As you know, I don’t talk about work a lot on this blog nor do I talk Bulgarian politics much, if ever. Today is the day that this changes.
Because there are potential changes afoot to the education system in Bulgaria. On the surface this is a good thing as much of the current system is outdated and antiquated but there is at least one major proposed change that has the potential to drastically alter the landscape of foreign language instruction throughout the country.
Here’s the deal, I’m a foreign teacher and have been living and working in Sofia, Bulgaria now for almost four years. I’m what’s called a native speaker and I’ve taught in two different schools–one public and one private. I teach my whole class each and every day in English. I interact each day only in English with my Bulgarian students.
It’s been quite an experience for me and for the students. One, for the record, I wouldn’t change for the world.
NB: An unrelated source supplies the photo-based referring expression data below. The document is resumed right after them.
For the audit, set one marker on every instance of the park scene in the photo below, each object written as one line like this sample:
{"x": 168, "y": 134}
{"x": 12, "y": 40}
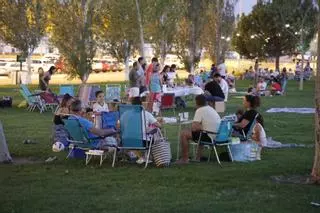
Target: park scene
{"x": 159, "y": 106}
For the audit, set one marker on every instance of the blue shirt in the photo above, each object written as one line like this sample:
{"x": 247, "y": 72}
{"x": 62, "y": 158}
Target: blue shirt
{"x": 155, "y": 83}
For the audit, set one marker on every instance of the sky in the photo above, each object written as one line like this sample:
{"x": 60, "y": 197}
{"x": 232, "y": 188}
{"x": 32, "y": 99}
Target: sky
{"x": 244, "y": 6}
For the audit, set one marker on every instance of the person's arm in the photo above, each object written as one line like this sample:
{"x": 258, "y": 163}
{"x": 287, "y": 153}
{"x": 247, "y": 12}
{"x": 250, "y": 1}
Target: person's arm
{"x": 242, "y": 124}
{"x": 102, "y": 132}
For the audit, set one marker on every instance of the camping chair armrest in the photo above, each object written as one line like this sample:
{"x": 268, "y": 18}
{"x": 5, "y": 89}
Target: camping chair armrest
{"x": 208, "y": 132}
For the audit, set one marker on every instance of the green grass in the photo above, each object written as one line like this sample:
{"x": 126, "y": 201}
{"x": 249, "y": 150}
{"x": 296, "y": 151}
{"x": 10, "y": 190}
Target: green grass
{"x": 204, "y": 187}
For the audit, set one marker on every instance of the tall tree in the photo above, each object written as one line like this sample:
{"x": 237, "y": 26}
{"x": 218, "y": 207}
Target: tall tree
{"x": 22, "y": 25}
{"x": 74, "y": 26}
{"x": 188, "y": 43}
{"x": 264, "y": 34}
{"x": 316, "y": 163}
{"x": 161, "y": 28}
{"x": 121, "y": 38}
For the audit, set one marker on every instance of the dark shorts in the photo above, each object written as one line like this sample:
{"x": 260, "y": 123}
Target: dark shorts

I’ve met lots of students who are hungry to learn English but I’ve also met with plenty of bureaucracy. These things happen. This said, I’ve liked it so much so that I signed another year long contract in February and this week I learned that my work permit has been approved for the next year. Hip-hip-horay.
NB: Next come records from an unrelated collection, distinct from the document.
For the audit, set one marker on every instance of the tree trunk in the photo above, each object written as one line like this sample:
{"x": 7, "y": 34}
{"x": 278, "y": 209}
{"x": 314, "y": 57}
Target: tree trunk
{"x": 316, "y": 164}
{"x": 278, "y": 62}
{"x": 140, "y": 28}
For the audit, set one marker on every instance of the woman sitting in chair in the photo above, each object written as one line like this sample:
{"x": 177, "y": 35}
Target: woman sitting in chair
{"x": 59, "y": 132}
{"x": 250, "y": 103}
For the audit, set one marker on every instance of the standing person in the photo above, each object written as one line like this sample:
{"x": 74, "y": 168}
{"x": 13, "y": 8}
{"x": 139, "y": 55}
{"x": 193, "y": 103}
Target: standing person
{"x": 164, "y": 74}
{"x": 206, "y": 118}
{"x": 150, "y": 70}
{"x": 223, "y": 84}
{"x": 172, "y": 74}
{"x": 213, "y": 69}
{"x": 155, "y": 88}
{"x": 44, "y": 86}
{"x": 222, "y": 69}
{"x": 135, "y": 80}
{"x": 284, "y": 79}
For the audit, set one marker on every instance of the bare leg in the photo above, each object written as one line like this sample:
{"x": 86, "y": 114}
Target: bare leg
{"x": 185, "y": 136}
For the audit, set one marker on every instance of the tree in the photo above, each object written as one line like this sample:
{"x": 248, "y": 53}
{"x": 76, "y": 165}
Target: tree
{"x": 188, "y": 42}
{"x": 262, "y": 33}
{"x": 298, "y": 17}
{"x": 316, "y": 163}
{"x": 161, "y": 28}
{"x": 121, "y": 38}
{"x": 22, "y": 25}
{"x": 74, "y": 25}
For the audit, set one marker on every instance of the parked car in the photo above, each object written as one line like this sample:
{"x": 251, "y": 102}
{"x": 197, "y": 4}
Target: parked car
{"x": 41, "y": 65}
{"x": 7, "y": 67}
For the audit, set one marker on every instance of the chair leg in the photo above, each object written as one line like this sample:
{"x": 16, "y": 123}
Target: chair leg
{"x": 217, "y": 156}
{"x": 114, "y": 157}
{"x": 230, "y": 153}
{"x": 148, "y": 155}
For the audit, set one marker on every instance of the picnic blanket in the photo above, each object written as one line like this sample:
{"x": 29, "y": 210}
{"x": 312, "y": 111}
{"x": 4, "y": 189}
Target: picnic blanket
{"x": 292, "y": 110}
Thus, I was surprised to learn last week about a new Education Act which was written by the Bulgarian Ministry of Education and has been submitted to the Bulgarian National Assembly for its first read which among other things if approved would only allow for foreign teachers from European Union countries to teach in Bulgarian schools.
Think about that for a minute.
That shit is crazy.
I can’t for the life of me imagine why Bulgaria as a country would do this to herself and to her students. It makes no sense. Native speakers are a huge resource for a school. They provide an excellent opportunity for students to learn, practice and hone a foreign language.
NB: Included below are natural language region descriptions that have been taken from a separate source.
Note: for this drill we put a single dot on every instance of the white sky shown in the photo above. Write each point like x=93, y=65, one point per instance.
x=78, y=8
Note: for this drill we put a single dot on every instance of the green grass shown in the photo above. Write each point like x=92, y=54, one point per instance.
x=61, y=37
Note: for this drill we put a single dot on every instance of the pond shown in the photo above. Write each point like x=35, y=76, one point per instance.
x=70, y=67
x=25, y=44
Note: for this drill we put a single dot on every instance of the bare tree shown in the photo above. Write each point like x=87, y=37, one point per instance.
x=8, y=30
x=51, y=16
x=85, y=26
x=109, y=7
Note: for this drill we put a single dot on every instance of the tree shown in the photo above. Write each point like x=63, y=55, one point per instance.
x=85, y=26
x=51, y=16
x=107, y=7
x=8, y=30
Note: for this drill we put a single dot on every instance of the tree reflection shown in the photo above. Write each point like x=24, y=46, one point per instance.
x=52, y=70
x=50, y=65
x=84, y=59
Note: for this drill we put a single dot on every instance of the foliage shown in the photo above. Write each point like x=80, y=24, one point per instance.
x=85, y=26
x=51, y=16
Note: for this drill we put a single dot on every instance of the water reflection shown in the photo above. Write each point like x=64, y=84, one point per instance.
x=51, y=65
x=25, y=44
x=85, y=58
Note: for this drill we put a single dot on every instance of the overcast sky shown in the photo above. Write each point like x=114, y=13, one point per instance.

Moreover, Bulgaria has a long standing tradition of language schools.
In fact, the American College of Sofia (ACS), where I work, is one of these schools. And, yes. We’re an American school. One which was founded in Bulgaria over 150 years ago. That makes us one of the oldest (if not the oldest) American educational institutions outside of the United States. Not bad Bulgaria, not bad.
Thus it probably shouldn’t surprise anyone that Americans teach at this school. Lots of us. And surprise, surprise, America’s not part of the EU. At this point I probably don’t need to connect the dots for you but I will any way. This means that if this law were to pass as it currently written there’d be no place for foreign American teachers in Bulgaria and by extension at ACS.
Of course as soon as our school administration learned about the proposed Education Act, they began to explore and to address this problem (and others created by the proposed act) through every possible avenue. At this point, I’m not worried about ACS or my job here as neither of these things actually seem to be in jeopardy but this seems to be because the school was proactive in addressing these problems and very likely we will receive an exemption of some sort.
What’s more concerning is what this means for the state of education in Bulgaria.
This new law would prohibit not only Americans from teaching English but anyone outside of the EU from teaching in a Bulgarian school. Sure this allows for the classics to be taught by native speakers like French, Spanish, German and British English but what about languages like Russian, Chinese or even Japanese?
I don’t know any other way to say this: a law that prohibits native speakers from teaching in Bulgarian schools is short sighted.
International schools had a place in Bulgaria’s past and they should clearly have a place in Bulgaria’s future as well. The importance of international schools in Bulgaria should not be overlooked. Limiting schools in such a way hurts everyone.